« Tu as tué mon mari. Si tu n’avais pas changé la loi, il serait déjà parti à la retraite. Et il serait vivant ! » C’est par ces paroles qu’une des femmes dont le mari est décédé dans la mine Śląsk a accueilli le premier ministre Tusk. Les journalistes n’étaient pas présents pour l’entendre. L’entrée des locaux où avait lieu la rencontre avec les familles des mineurs victime de la tragédie leur avait été interdite. Ces femmes désespérées attaquaient avec rage le premier ministre car jusqu’à ce jour elles n’avaient aucune information sur le sort de leurs proches. Elles n’avaient même pas une liste des victimes.
Lorsque quelques années auparavant le président Poutine avait rencontré les familles des marins victimes de l’accident du sous-marin Koursk, il était de bon ton dans les médias polonais de faire des gorges chaudes en montrant à tout va les images de femmes de marins décédés sorties de la salle par les forces de l’ordre parce qu’elles exprimaient leur douleur et posaient des questions gênantes. L’entourage du premier ministre Tusk a fait mieux. On n’a pas laissé une telle chose se produire. La démocratie et la liberté sont d’un autre niveau en Pologne. Il n’était pas nécessaire de faire taire qui que ce soit. Tout a été fait pour éliminer ce genre de situation. Encore une fois les sbires du premier ministre lui ont épargné la peine de se trouver dans une situation où il aurait du répondre à des questions difficiles.
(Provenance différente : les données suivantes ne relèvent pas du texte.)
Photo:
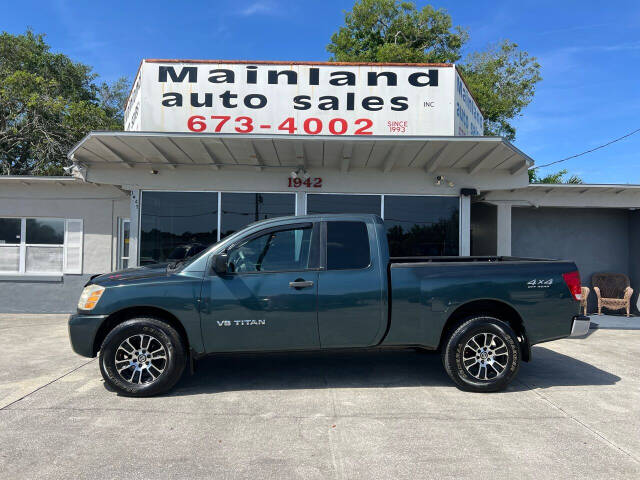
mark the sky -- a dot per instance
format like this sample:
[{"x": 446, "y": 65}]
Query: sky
[{"x": 589, "y": 51}]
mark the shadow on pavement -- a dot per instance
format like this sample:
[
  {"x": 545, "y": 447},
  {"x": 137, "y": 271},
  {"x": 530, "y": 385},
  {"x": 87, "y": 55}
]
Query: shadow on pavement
[
  {"x": 553, "y": 369},
  {"x": 367, "y": 369}
]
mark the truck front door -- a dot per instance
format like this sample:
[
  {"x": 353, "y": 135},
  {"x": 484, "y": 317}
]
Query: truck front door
[{"x": 268, "y": 298}]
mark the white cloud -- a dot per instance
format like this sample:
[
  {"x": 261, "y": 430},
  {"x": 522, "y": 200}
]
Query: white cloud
[{"x": 259, "y": 8}]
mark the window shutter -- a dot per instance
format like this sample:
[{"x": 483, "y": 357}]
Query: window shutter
[{"x": 73, "y": 245}]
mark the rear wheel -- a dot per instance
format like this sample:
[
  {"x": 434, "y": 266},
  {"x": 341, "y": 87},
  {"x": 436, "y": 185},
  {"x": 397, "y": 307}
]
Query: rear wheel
[
  {"x": 482, "y": 354},
  {"x": 142, "y": 357}
]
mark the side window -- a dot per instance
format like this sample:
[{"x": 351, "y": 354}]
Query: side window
[
  {"x": 272, "y": 252},
  {"x": 347, "y": 245}
]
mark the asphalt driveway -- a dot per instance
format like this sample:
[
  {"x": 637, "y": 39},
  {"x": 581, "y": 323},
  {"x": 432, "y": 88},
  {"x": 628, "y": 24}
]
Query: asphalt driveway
[{"x": 574, "y": 412}]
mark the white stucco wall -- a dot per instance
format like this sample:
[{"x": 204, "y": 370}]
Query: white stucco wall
[{"x": 97, "y": 206}]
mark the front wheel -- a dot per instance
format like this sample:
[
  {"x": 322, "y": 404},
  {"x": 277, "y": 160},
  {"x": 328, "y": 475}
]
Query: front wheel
[
  {"x": 142, "y": 357},
  {"x": 482, "y": 354}
]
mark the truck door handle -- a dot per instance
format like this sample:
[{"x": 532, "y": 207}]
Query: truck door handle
[{"x": 300, "y": 283}]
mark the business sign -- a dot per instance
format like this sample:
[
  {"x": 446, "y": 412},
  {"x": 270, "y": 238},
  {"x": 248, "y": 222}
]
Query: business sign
[{"x": 303, "y": 99}]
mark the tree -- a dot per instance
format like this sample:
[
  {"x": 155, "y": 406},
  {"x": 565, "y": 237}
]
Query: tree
[
  {"x": 502, "y": 79},
  {"x": 390, "y": 31},
  {"x": 558, "y": 177},
  {"x": 47, "y": 104}
]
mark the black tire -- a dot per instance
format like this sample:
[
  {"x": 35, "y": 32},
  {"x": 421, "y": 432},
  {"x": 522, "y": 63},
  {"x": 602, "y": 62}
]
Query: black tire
[
  {"x": 149, "y": 373},
  {"x": 475, "y": 367}
]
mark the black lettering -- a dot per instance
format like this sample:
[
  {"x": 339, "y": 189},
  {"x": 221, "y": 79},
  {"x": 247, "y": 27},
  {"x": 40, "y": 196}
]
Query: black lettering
[
  {"x": 341, "y": 78},
  {"x": 399, "y": 103},
  {"x": 172, "y": 99},
  {"x": 208, "y": 100},
  {"x": 248, "y": 100},
  {"x": 314, "y": 76},
  {"x": 372, "y": 78},
  {"x": 432, "y": 79},
  {"x": 252, "y": 75},
  {"x": 328, "y": 102},
  {"x": 221, "y": 75},
  {"x": 370, "y": 103},
  {"x": 301, "y": 102},
  {"x": 226, "y": 99},
  {"x": 273, "y": 76},
  {"x": 351, "y": 100},
  {"x": 192, "y": 72}
]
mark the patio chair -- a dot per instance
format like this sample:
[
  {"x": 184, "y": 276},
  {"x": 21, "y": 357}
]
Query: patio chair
[
  {"x": 583, "y": 300},
  {"x": 613, "y": 291}
]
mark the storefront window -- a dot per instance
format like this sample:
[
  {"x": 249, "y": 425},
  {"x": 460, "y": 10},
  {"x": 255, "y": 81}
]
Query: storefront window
[
  {"x": 330, "y": 203},
  {"x": 241, "y": 209},
  {"x": 37, "y": 245},
  {"x": 176, "y": 220},
  {"x": 422, "y": 226}
]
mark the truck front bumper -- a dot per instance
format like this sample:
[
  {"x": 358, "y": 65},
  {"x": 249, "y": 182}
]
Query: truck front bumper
[
  {"x": 82, "y": 333},
  {"x": 580, "y": 326}
]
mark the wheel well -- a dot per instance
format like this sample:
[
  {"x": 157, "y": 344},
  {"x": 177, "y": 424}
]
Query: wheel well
[
  {"x": 121, "y": 316},
  {"x": 492, "y": 308}
]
Depuis la tragédie de la mine Halemba [23 morts en novembre 2006], nous avons continuellement répété que ce n’était qu’une question de temps pour qu’une autre catastrophe mortelle ne se produise. Aucune leçon n’a été tirée du meurtre de Halemba. Les années suivantes la situation dans l’industrie minière n’avait pas changée. Comme par le passé on fait bon marché de la vie humaine en mettant les salariés en danger de mort dans la course pour augmenter les profits.
La falsification des détecteurs était courante, de même que le fait d’obliger les gens à travailler dans des conditions dangereuses, de leur faire courir des risques au mépris de leur vie. L’universalité de ce type de pratiques est d’autant plus terrifiante que le souvenir de la mine Halemba restait présent dans les mémoires, mais malgré tout on poursuivait impunément cette façon de faire. Qu’elle que soit la raison directe de la tragédie de la mine Slask, il est évident que le drame de Halemba n’a rien changé. Entre ces deux tragédies le nombre de signes confirmant qu’on jouait avec la vie humaine n’avait pas diminué. Exactement comme à l’époque, cette fois non plus il n’y avait eu aucune réaction. Il y a deux ans la Délégation de l’Agence de la Sécurité Intérieure de Katowice avait reçu deux rapports contenant des informations sur la falsification et la manipulation des données de mesure de méthane dans la mine Szczyglowice. Des preuves furent apportées : des confirmations de salariés témoins, des enregistrements prouvant que des membres de l’encadrement incitaient les témoins à changer leur déposition. Se souvenant de la tragédie qui avait eu lieu à la mine de Halemba, des médias locaux se sont engagés à faire la lumière sur l’affaire. Deux ans plus tard, rien n’a avancé. L’affaire a été bloquée. Les personnes chargées de s’en occuper ont été mutées. L’enregistrement se trouve toujours aux mains des experts. Deux ans se sont écoulés.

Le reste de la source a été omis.